Televisa alleges breaches by Univision in a long-term programming deal that accounts for about 40% of Univision's programming, including prime-time telenovelas. The 25-year agreement gives Univision exclusive rights to broadcast Televisa's shows in the U.S. until 2017.
Televisa hopes to prove material breaches in the programming agreement that would allow it to end the contract, freeing the Mexican broadcaster to negotiate a better deal or try to start its own U.S. channels. Univision pays Televisa about $130 million a year for programs, based on advertising sales, and dismisses Televisa's claims that it is owed more. If Univision loses -- a decision the company would likely appeal -- the network could be forced to spend heavily to come up with new programming that might garner lower ratings.
The trial, already postponed four times despite little progress in negotiating an out-of-court settlement, is expected to last about four weeks. The fight is especially bitter because Univision passed over a Televisa bid to buy the company in 2007 and accepted an offer from private investors.
The two sides expect to call 38 witnesses, including Emilio Azcarraga Jean, CEO of Televisa and grandson of the founder of the Mexican media group; Univision CEO Ray Rodriguez; and Jerrold Perenchio, Univision's former CEO and chairman until the company was sold in March 2007 to private-equity investors for $13.7 billion. Joe Uva, who joined Univision in 2007 as CEO, is not on the witness list. Many of the witnesses are financial and legal executives from Univision and Televisa.

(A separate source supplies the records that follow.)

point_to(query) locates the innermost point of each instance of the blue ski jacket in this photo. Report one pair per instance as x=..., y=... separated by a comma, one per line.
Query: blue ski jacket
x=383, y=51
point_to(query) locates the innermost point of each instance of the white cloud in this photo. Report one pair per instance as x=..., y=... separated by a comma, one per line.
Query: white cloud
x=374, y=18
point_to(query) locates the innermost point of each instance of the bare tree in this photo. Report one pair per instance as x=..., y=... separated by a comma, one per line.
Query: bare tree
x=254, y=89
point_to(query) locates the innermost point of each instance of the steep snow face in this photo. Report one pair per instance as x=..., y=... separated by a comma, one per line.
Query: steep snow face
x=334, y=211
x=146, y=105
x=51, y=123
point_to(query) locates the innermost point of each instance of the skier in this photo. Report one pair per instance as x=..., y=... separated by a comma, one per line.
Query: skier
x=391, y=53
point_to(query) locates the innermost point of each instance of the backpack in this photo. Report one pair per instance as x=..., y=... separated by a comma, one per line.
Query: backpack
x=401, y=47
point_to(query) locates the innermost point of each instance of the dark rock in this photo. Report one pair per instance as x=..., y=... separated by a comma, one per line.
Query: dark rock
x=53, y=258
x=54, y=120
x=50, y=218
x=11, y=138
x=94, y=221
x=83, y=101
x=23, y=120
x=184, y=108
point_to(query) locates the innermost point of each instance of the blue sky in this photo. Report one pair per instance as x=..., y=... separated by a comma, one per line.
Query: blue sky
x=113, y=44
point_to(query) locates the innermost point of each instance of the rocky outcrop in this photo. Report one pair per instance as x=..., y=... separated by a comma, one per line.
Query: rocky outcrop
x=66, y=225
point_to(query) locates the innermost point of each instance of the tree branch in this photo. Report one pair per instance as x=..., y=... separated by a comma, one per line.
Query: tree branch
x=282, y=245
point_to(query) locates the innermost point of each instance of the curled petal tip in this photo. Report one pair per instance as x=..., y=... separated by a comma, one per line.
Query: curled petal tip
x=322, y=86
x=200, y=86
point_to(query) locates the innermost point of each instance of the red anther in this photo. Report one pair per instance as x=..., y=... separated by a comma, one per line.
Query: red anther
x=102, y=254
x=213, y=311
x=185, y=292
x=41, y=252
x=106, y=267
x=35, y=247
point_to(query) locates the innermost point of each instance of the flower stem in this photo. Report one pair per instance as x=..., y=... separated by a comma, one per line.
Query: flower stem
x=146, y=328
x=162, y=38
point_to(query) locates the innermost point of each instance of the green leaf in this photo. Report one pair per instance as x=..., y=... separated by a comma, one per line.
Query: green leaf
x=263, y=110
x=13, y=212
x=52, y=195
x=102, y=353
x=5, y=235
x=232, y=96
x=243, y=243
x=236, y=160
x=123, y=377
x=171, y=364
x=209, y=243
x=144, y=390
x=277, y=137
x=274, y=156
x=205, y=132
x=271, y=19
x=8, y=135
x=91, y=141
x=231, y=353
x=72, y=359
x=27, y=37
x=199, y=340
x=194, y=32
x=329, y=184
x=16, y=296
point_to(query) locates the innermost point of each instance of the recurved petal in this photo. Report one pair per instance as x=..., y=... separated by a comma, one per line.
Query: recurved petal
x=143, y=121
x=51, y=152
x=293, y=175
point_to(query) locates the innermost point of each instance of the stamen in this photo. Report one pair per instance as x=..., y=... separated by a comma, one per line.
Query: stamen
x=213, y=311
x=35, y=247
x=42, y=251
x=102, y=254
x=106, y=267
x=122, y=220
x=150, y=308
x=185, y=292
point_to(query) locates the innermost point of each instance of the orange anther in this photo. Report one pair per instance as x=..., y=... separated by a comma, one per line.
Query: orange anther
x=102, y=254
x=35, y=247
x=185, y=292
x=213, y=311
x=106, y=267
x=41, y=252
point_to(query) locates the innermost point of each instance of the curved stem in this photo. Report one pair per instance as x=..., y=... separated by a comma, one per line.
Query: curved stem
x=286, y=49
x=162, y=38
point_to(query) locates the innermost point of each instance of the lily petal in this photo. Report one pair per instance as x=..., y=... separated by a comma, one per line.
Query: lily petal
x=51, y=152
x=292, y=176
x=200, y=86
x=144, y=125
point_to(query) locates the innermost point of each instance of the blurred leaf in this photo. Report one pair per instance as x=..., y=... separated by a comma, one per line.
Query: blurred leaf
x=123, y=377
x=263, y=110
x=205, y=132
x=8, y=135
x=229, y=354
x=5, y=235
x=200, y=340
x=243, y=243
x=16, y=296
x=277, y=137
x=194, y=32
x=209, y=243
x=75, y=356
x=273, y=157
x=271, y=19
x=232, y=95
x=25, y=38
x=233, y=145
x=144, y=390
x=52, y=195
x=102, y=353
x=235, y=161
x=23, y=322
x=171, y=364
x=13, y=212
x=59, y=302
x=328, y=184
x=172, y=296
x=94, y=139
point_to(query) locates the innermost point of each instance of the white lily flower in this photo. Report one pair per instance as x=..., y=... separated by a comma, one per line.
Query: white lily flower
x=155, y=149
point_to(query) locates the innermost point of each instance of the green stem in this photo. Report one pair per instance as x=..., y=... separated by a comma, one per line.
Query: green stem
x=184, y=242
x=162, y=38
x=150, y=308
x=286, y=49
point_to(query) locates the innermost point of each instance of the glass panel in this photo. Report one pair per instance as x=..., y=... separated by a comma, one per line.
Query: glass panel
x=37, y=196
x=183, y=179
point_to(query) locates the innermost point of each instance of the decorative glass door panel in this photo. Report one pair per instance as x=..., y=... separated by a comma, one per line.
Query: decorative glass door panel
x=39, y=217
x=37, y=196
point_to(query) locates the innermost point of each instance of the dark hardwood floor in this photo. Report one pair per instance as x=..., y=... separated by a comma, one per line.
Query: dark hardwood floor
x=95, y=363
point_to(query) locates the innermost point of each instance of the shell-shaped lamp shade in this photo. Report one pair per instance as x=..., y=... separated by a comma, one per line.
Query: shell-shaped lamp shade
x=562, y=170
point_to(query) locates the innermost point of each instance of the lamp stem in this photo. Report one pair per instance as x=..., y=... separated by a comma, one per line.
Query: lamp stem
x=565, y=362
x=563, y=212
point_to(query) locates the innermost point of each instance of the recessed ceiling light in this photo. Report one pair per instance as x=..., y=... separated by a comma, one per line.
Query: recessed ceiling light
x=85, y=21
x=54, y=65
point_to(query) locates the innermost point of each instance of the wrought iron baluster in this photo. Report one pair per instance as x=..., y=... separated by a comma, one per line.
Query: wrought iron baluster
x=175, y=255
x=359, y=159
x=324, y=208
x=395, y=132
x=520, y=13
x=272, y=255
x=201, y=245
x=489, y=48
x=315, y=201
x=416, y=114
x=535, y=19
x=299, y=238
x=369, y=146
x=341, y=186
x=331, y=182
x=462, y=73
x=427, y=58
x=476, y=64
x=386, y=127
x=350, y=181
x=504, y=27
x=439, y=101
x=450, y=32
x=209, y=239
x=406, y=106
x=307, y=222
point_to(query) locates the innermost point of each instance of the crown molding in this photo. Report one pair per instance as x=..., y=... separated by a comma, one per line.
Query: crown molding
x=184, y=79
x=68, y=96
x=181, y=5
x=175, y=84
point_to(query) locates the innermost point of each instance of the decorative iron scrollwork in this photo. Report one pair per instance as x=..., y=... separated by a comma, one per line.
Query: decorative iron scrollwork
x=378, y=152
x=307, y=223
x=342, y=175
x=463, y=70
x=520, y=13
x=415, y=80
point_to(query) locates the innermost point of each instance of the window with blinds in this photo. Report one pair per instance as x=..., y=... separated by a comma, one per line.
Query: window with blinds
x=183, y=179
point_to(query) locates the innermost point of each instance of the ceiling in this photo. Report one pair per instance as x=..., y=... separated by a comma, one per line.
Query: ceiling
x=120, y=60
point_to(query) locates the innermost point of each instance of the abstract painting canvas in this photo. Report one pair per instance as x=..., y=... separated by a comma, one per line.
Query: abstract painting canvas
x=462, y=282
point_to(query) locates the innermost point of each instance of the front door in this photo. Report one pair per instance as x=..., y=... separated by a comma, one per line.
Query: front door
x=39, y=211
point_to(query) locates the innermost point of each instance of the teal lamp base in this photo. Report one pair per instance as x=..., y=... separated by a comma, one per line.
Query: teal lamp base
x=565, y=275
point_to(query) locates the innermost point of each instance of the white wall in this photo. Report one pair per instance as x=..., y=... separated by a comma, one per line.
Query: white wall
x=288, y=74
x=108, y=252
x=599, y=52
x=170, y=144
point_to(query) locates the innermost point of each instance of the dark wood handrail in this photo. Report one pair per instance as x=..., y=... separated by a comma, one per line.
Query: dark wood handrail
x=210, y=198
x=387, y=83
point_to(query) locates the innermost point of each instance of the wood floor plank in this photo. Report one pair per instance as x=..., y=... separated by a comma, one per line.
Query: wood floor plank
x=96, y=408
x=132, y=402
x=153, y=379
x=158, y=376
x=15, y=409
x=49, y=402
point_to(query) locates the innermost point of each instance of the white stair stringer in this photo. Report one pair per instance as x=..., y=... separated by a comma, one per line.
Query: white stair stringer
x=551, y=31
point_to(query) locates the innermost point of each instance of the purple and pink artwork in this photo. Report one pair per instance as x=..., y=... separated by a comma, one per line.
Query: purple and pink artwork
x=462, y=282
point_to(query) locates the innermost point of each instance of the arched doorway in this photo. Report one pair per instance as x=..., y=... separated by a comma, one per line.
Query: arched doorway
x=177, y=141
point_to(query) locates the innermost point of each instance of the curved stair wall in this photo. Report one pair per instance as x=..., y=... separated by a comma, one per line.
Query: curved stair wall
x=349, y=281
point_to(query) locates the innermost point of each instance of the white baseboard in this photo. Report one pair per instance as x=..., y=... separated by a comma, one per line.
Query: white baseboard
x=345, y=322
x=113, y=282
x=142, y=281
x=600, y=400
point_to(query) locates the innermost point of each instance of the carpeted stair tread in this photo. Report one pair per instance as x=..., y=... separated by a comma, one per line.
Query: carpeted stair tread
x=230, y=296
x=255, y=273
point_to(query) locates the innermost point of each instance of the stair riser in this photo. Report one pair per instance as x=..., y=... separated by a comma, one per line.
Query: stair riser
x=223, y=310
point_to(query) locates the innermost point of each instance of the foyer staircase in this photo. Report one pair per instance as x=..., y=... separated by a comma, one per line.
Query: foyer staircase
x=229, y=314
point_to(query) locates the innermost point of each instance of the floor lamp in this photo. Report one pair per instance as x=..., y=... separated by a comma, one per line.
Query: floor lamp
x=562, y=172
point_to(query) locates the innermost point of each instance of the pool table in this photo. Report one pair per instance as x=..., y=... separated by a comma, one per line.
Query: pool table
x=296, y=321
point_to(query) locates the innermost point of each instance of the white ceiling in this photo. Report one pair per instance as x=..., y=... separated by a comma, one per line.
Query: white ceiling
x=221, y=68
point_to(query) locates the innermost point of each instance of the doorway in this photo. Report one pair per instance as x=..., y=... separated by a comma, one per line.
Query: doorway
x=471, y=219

According to pretrial documents, Televisa grilled Peter Scanlon, Univision's senior VP-sales analysis and planning, on "his lack of cooperation and misleading of Televisa's accountants with respect to make-up advertising and other matters [and] bad faith" in a deposition that will be shown on video. Univision plans to call Mr. Scanlon in person to testify on "Univision's sale and pricing of advertising time and its stewardship of advertising contracts, including issues relating to 'audience deficiency units' and 'make goods,'" according to pretrial documents.
The person who will likely spend the most time testifying is Andrew Hobson, Univision's senior exec VP-chief financial officer and chief strategic officer.